Give and Take author Adam Grant also wanted to know this answer so he spent 10 years of his life studying the professional choices of leaders from all walks of life.
What he found were givers, takers and matchers. Grant’s startling discovery is that givers dominate both the top and bottom of the success ladder. Grant explores compelling research that illustrates how—in spite of the risk—giving is more powerful than people believe. Grant’s book examines the special behavior that’s characteristic of the givers at the top.
The importance of our interactions
Adam Grant explains that highly successful people have three things in common: motivation, ability and opportunity. He argues that a fourth ingredient is often neglected. This characteristic involves how we approach our interactions with other people. “Every time we interact with another person at work, we have a choice to make: Do we try to claim as much value as we can, or contribute value without worrying about what we receive in return?”
Your mix of giving and taking affects your success
During the last 30 years, social scientists have discovered that people differ dramatically in their preferences for reciprocity. In other words, their desired mix of taking and giving. In order to further uncover differences along the reciprocity spectrum, Grant introduces the two types of people who fall at the opposite ends of the range, as well as the one in the middle. He calls them givers, takers and matchers.
Givers are rare and prefer to give more than they get. Givers are “other-focused, paying more attention to what other people need from them.” Grant recognizes that givers don’t earn this distinction because they give more charity dollars or demand less pay at work; rather, givers help whenever the benefits to others exceed the personal costs. Ultimately, they strive to be generous with their time, energy, knowledge, skills, ideas and connections.
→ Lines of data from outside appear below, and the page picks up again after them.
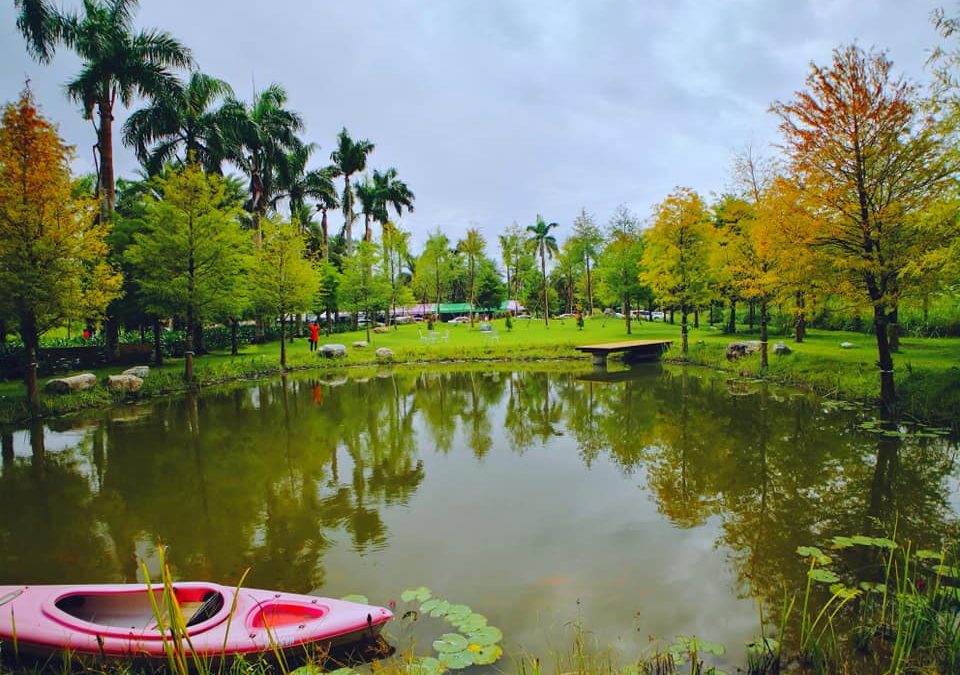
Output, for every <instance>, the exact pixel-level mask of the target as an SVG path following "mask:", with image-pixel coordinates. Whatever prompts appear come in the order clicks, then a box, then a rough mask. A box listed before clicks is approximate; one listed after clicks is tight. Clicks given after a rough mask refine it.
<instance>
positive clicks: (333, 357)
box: [319, 344, 347, 359]
mask: <svg viewBox="0 0 960 675" xmlns="http://www.w3.org/2000/svg"><path fill="white" fill-rule="evenodd" d="M319 354H320V356H322V357H324V358H327V359H342V358H343V357H345V356H346V355H347V348H346V346H345V345H337V344H329V345H323V346H321V347H320V349H319Z"/></svg>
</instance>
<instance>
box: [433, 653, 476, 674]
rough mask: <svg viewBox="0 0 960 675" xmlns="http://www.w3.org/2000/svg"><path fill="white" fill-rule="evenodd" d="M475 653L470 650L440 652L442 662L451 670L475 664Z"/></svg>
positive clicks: (453, 669)
mask: <svg viewBox="0 0 960 675" xmlns="http://www.w3.org/2000/svg"><path fill="white" fill-rule="evenodd" d="M474 658H475V657H474V653H473V652H470V651H466V650H464V651H462V652H443V653H442V654H440V662H441V663H442V664H443V665H445V666H446V667H447V668H450V669H451V670H460V669H461V668H467V667H468V666H472V665H473V664H474Z"/></svg>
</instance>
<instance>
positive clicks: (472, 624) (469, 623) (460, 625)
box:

To illustrate giving, Grant cites psychologist Margaret Clark’s research at Yale which concludes that most people act like givers in close relationships. For example, in marriages and friendships, we contribute without keeping score.
Takers, on the other hand, have a distinctive signature, explains Grant. Not only do they like to get more than they give, they “tilt reciprocity in their own favor, putting their own interests ahead of others’ needs.” Grant adds, “Takers believe the world is a competitive dog-eat-dog place. They feel that to succeed, they need to be better than others. To prove their competence, they self-promote and make sure they get plenty of credit for their efforts.” The author tempers this description by explaining this group isn’t cruel or cutthroat, they are just cautious and self-protective.
In contrast, the workplace produces behavior that’s neither purely giving nor taking. “We become matchers, striving to preserve an equal balance of giving and getting. Matchers operate on the principle of fairness: when they help others, they protect themselves by seeking reciprocity.” In short, your relationships at work are ruled by an even exchange of favors.
Giving, taking and matching are three fundamental styles of social interaction but Grant explains they aren’t hard and fast because people can shift from one style to another as they move from one setting to another. Professionally, all three reciprocity styles have their own benefits and drawbacks, states Grant.
However, one style in particular is not only more successful than the others, but can also experience failure if the person is constantly yielding to others or gives to the point of exhaustion. Givers are most likely to land at the bottom of the success ladder, but Grant discovered a surprising pattern:
Givers are also most likely to be at the top. “Givers dominate the bottom and the top of the success ladder. Across occupations, if you examine the link between reciprocity styles and successes, the givers are more likely to become champs—not only chumps.”
What kind of connector will you be? Perhaps during this timely week in November, it would be better to think about Thanksgiving than Thanksgetting.